JAR.JAR.beans JAR.JAR.beans - 10 months ago 47
Linux Question

Track down high CPU load average

Trying to understand what's going on with my server.
It's a 2 cpu server, so:

$> grep 'model name' /proc/cpuinfo | wc -l

While on load avergae, queue is showing ~8 :

$> uptime
16:31:30 up 123 days, 9:04, 1 user, load average: 8.37, 8.48, 8.55

So You can assume, load is really high and things are pailing up, there is some load on the system and it's not just a spike.
However, Looking at top cpu consumers:

> ps -eo pcpu,pid,user,args | sort -k 1 -r | head -6
8.3 27187 **** server_process_c
1.0 22248 **** server_process_b
0.5 22282 **** server_process_a
0.0 31167 root head -6
0.0 31166 root sort -k 1 -r
0.0 31165 root ps -eo pcpu,pid,user,args

Results of free command:

total used free shared buffers cached
Mem: 7986 7934 52 0 9 2446
-/+ buffers/cache: 5478 2508
Swap: 17407 60 17347
This is the result on an ongoing basis, e.g. not even

a single CPU is being used, top consumer, is always ~8.5%.
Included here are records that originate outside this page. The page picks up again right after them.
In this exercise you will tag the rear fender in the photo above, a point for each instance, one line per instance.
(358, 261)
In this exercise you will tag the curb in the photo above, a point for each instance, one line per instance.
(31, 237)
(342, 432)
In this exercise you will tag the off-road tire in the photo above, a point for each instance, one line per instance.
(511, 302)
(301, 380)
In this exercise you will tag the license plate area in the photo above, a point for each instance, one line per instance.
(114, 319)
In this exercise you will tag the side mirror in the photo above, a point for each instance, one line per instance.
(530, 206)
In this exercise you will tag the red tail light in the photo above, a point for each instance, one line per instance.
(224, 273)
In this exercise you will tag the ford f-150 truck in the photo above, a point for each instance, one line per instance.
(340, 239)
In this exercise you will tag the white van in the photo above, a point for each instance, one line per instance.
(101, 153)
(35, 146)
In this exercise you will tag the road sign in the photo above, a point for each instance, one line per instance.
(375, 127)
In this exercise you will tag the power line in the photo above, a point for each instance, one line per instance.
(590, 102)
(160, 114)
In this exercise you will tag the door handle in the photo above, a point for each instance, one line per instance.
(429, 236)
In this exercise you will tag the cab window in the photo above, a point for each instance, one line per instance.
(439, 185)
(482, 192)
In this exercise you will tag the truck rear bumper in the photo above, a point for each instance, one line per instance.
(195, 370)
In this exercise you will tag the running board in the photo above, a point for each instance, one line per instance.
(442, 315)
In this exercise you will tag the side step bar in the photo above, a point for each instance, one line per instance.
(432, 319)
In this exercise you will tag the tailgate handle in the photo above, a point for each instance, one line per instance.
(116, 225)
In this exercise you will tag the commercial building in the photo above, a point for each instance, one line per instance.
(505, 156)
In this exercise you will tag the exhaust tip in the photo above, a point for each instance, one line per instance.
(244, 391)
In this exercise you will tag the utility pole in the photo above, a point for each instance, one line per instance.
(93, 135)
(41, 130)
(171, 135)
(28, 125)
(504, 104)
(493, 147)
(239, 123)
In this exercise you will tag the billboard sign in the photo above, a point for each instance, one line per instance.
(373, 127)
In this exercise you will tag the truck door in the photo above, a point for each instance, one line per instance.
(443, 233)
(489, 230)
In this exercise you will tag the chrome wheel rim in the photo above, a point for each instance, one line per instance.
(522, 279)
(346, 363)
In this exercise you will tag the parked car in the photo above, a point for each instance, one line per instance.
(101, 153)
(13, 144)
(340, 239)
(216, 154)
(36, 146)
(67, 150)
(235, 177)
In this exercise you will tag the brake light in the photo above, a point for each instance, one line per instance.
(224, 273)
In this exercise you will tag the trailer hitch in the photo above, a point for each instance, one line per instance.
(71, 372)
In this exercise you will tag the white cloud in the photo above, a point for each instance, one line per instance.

My Question: What are my ways to track down the root of the high load?

Answer Source

Based on your free output, there are times when system memory is exhausted so swap buffer is used (see column used = 60). Total memory used used - (buffers + cached) which result almost zero. It means there are time when all physical RAM is consumed.

For server, try to avoid page fault which may cause swapping data from system memory to swap buffer (or vice versa) as much as possible because accessing hard drive is very slow than system RAM.

In your top output, try to investigate wa column. Higher percentage value means CPU spend more times waiting for data IO from disk rather than doing meaningful computation.

Cpu(s): 87.3%us,  1.2%sy,  0.0%ni, 27.6%id,  0.0%wa,  0.0%hi,  0.0%si,  0.0%st

Try to reduce daemon or service that you do not need to reduce memory footprint and consider to add more RAM to the system.

For 2 CPU(s) server, ideal load is less than 2.0 (each CPU load is less than 1.0). Load of 8.0 means each CPU load is roughly 4.0 which is not very good.